Transcending Borders: Sheila Mysorekar’s Reflections on Transnational Identities

  • Abstract:

    The Indian-German essayist, poet, and journalist Sheila Mysorekar is a strong voice in debates about racism, multiculturalism and transnational identities in Germany. She consistently addresses human rights and minority concerns in her writing and uses satire as an effective strategy to underscore her arguments. For her identities are political. She discusses growing up with a dark skin in a predominantly white environment. To combat her isolation in German society, Mysorekar formed coalitions with black Germans and other minority and migrant groups. She defines black politically to encompass all people of color from former colonies of the “Third World.” For Mysorekar blackness is inclusive and transcends national and ethnic boundaries. In keeping with her strong voice for minorities in Germany Mysorekar collaborated with the Turkish-German comedian and cabaret artist Fatih Çevikkollu on Der Moslem-TÜV (2008). They apply TÜV, an abbreviation of Technischer Überwachungs-Verein, responsible for ensuring the safety of such products as vehicles, satirically to a test for German citizenship designed to “protect” Germans from Muslims. In 2009 Mysorekar published her own satires Dienstags gibt es Tantra-Sex: Politische Satiren über Rassismus, Sex und den Neandertaler (Tuesdays There is Tantra-Sex: Political Satires About Racism, Sex and the Neanderthal) in which she satirizes a wide variety of cultural and political practices, including issues of migration and concerns about illegal immigration. The first and only “pure” European, she writes, was the Neanderthal who was later displaced by hordes of illegal African immigrants, namely the intelligent Homo sapiens.
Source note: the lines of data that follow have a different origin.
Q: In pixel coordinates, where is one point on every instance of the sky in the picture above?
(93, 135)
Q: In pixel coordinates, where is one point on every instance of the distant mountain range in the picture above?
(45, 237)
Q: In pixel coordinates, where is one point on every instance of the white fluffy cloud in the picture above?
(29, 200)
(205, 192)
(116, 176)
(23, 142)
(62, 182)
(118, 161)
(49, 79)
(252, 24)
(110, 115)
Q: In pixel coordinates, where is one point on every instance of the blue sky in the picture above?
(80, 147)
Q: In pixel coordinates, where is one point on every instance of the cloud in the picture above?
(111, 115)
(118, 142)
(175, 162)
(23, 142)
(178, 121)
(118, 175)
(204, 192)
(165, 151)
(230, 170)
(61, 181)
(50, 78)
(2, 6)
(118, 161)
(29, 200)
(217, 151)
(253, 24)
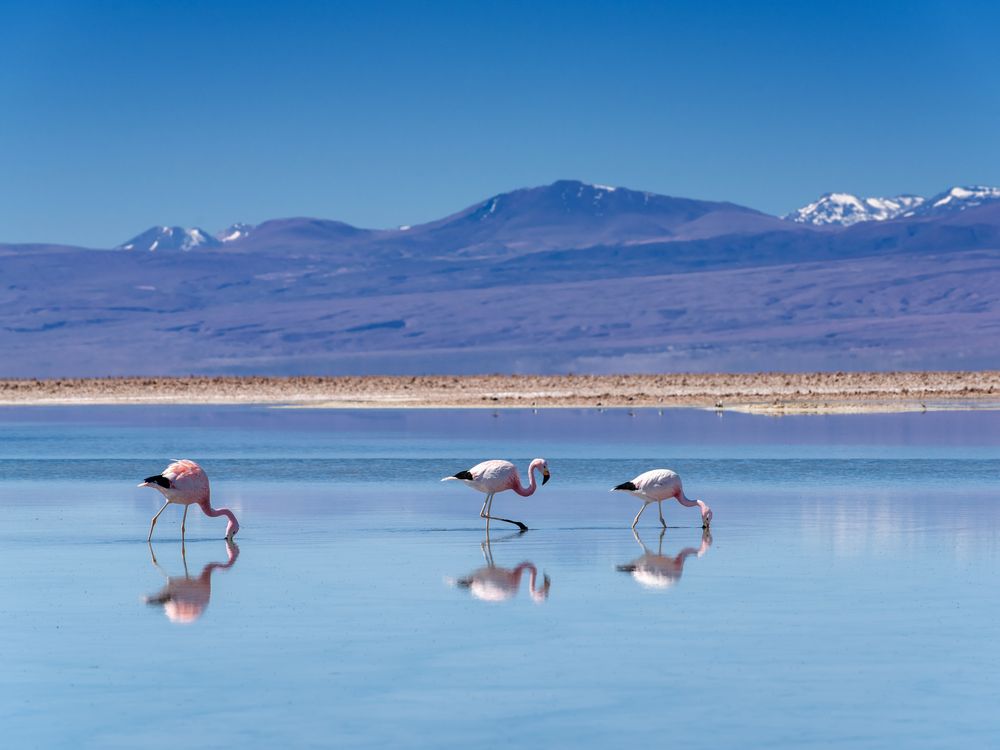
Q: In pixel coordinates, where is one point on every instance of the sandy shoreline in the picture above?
(768, 393)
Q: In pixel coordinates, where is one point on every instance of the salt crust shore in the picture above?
(764, 393)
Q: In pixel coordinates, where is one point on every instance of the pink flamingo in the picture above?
(184, 598)
(493, 584)
(659, 571)
(185, 483)
(496, 476)
(662, 484)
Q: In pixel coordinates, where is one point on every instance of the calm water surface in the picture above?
(846, 595)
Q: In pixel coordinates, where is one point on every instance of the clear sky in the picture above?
(115, 116)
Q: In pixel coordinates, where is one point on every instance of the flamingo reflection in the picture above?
(184, 598)
(659, 571)
(495, 584)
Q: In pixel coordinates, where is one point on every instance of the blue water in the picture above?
(845, 596)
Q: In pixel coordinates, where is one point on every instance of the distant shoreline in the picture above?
(761, 393)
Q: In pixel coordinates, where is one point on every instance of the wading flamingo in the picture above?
(185, 483)
(661, 571)
(184, 598)
(493, 584)
(662, 484)
(491, 477)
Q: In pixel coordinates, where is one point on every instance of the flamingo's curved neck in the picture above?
(233, 526)
(532, 483)
(685, 500)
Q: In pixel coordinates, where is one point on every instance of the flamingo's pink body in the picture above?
(185, 483)
(663, 484)
(491, 477)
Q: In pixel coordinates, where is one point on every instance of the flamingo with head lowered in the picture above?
(491, 477)
(185, 483)
(662, 484)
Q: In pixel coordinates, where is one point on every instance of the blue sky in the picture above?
(115, 116)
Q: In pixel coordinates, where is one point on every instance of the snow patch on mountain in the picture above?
(237, 231)
(845, 209)
(170, 238)
(960, 198)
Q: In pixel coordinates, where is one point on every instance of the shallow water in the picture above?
(846, 594)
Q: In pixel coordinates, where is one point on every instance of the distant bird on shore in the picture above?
(496, 476)
(662, 484)
(185, 483)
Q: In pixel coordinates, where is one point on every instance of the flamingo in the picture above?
(184, 598)
(661, 571)
(186, 483)
(493, 584)
(496, 476)
(662, 484)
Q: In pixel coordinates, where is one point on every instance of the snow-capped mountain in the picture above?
(170, 238)
(958, 199)
(237, 231)
(844, 209)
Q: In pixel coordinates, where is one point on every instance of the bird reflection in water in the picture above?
(495, 584)
(184, 598)
(659, 571)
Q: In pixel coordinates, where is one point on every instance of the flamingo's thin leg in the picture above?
(484, 513)
(152, 556)
(639, 514)
(154, 520)
(519, 525)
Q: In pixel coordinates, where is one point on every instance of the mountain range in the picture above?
(564, 277)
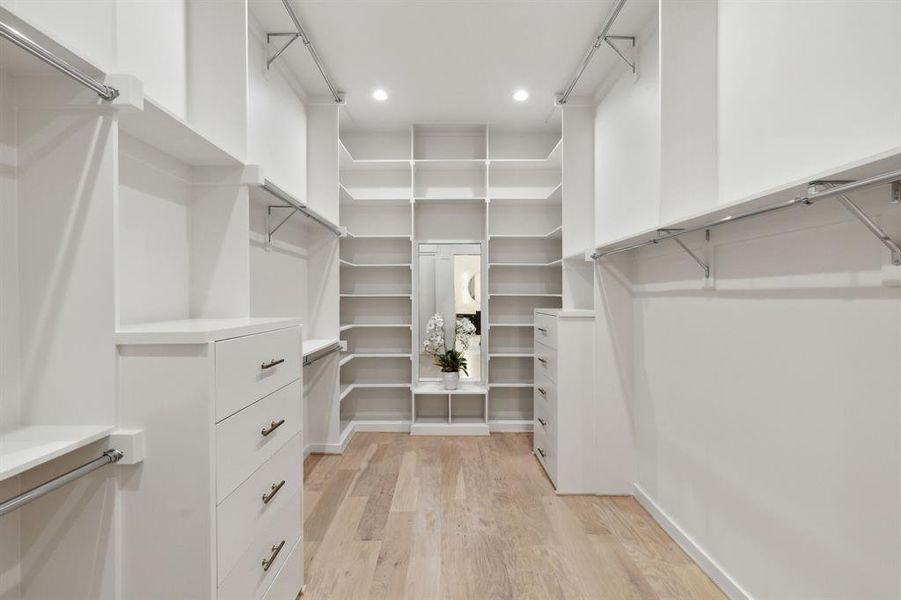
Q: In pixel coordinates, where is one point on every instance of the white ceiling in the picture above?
(450, 61)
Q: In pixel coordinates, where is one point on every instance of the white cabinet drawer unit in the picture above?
(215, 511)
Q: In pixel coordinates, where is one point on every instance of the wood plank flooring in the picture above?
(422, 518)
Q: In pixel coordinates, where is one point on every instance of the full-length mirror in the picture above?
(450, 307)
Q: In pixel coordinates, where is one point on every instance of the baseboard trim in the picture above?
(713, 570)
(510, 425)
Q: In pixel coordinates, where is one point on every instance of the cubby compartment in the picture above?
(375, 311)
(515, 281)
(524, 251)
(371, 280)
(510, 403)
(450, 142)
(519, 309)
(432, 408)
(510, 340)
(457, 220)
(377, 217)
(524, 218)
(468, 408)
(376, 341)
(445, 180)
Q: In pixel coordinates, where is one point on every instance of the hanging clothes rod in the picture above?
(812, 196)
(297, 206)
(25, 43)
(107, 458)
(598, 42)
(309, 361)
(302, 35)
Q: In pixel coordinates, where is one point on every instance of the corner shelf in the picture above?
(28, 447)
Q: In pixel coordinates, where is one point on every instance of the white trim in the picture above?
(510, 425)
(713, 570)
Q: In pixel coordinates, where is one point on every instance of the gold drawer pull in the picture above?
(272, 427)
(272, 363)
(267, 562)
(273, 491)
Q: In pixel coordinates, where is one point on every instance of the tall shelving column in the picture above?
(449, 205)
(376, 296)
(525, 234)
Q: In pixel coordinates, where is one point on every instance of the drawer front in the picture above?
(251, 367)
(546, 390)
(263, 495)
(248, 439)
(249, 579)
(545, 362)
(545, 419)
(289, 581)
(546, 329)
(546, 454)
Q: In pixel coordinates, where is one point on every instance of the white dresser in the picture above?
(215, 511)
(565, 413)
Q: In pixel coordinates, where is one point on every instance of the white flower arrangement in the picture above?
(449, 360)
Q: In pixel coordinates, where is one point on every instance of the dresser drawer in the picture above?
(545, 362)
(546, 390)
(253, 366)
(247, 439)
(545, 419)
(249, 579)
(546, 329)
(289, 581)
(546, 454)
(259, 498)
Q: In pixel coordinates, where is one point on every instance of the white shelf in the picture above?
(158, 127)
(198, 331)
(311, 347)
(553, 263)
(347, 263)
(349, 357)
(28, 447)
(437, 388)
(552, 234)
(408, 296)
(347, 388)
(511, 295)
(375, 326)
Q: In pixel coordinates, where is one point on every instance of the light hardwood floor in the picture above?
(421, 518)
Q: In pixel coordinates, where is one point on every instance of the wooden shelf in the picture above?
(31, 446)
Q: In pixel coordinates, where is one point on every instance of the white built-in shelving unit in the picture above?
(445, 184)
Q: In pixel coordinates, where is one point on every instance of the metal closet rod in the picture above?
(807, 199)
(598, 42)
(309, 361)
(24, 42)
(291, 202)
(312, 50)
(107, 458)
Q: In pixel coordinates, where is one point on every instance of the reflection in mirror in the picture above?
(450, 284)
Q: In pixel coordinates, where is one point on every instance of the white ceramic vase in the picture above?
(451, 380)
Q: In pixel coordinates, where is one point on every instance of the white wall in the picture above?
(627, 148)
(804, 87)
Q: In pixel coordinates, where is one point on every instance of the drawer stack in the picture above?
(218, 502)
(564, 435)
(258, 475)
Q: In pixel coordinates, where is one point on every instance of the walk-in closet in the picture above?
(405, 300)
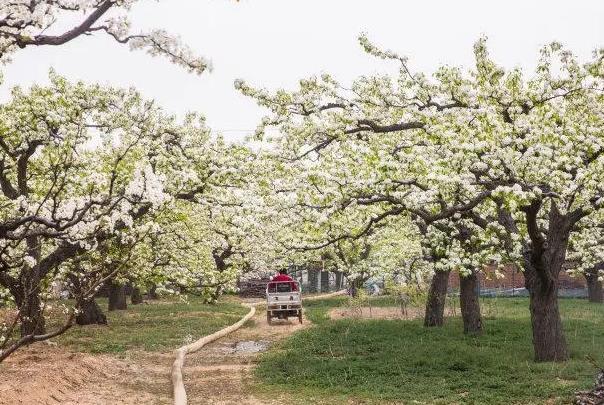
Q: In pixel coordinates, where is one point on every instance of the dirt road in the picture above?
(219, 374)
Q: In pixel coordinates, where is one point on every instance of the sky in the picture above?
(275, 43)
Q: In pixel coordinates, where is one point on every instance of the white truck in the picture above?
(283, 300)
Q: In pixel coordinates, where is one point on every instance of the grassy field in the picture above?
(157, 326)
(381, 361)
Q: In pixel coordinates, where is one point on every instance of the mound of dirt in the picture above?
(44, 374)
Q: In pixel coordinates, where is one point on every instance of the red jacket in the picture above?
(283, 277)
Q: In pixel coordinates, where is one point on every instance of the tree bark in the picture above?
(543, 263)
(339, 280)
(469, 303)
(437, 295)
(30, 314)
(136, 297)
(594, 286)
(324, 281)
(117, 296)
(91, 314)
(313, 276)
(152, 294)
(548, 338)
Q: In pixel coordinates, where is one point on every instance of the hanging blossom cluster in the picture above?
(25, 23)
(488, 162)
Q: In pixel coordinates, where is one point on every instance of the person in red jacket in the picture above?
(283, 276)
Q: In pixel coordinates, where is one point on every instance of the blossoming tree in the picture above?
(25, 23)
(453, 144)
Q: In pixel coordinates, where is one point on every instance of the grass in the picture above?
(378, 361)
(158, 326)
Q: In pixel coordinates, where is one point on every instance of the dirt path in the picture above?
(217, 374)
(42, 374)
(220, 373)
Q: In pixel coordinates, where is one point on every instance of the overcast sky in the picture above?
(274, 43)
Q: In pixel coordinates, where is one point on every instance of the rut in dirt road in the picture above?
(220, 373)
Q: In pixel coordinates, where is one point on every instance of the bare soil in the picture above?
(44, 374)
(221, 372)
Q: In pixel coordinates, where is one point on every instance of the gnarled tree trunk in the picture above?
(542, 266)
(549, 342)
(136, 297)
(91, 314)
(28, 297)
(437, 296)
(30, 313)
(324, 281)
(339, 278)
(469, 303)
(313, 278)
(152, 293)
(117, 296)
(594, 286)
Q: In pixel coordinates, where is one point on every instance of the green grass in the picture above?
(379, 361)
(158, 326)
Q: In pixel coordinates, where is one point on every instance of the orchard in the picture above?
(410, 178)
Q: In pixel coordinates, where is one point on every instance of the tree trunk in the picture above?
(117, 297)
(324, 281)
(543, 264)
(136, 297)
(152, 294)
(469, 303)
(594, 286)
(30, 304)
(437, 296)
(91, 314)
(313, 276)
(30, 314)
(548, 338)
(339, 280)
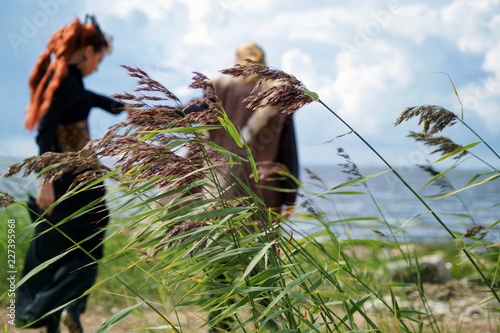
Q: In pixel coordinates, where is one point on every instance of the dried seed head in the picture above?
(433, 118)
(446, 146)
(146, 83)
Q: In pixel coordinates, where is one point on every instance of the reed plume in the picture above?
(84, 166)
(446, 146)
(275, 88)
(433, 118)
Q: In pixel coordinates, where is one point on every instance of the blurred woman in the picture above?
(58, 109)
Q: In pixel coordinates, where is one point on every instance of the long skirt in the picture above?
(65, 280)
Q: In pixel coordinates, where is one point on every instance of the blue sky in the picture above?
(367, 61)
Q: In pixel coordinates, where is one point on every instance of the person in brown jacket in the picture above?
(269, 133)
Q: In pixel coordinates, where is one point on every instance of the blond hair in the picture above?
(252, 51)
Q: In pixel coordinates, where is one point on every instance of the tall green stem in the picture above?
(417, 196)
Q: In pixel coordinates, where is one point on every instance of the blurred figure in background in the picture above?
(269, 133)
(59, 108)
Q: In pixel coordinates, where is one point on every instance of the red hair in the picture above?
(48, 73)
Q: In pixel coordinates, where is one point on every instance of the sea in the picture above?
(384, 208)
(379, 208)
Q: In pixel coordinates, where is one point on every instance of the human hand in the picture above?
(45, 197)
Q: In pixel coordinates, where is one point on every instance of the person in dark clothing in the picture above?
(59, 108)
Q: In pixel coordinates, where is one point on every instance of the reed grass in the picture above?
(206, 262)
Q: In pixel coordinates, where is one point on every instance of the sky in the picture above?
(367, 60)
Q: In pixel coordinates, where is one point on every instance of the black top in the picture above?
(70, 105)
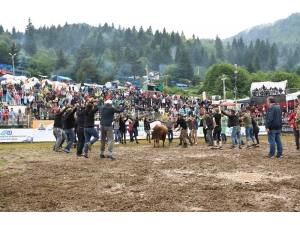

Therefore, she concludes, the ancestors of all Germans were illegal immigrants. Mysorekar deconstructs notions of identity based on race and, using her daughter, who is of Indo-Anglo-German-African-Italian-Argentinean-Chilean heritage, as an example, she gives a nuanced picture of multi-ethnic identities, which in her view undermine notions of a “homeland,” tied to place and transcend borders and boundaries.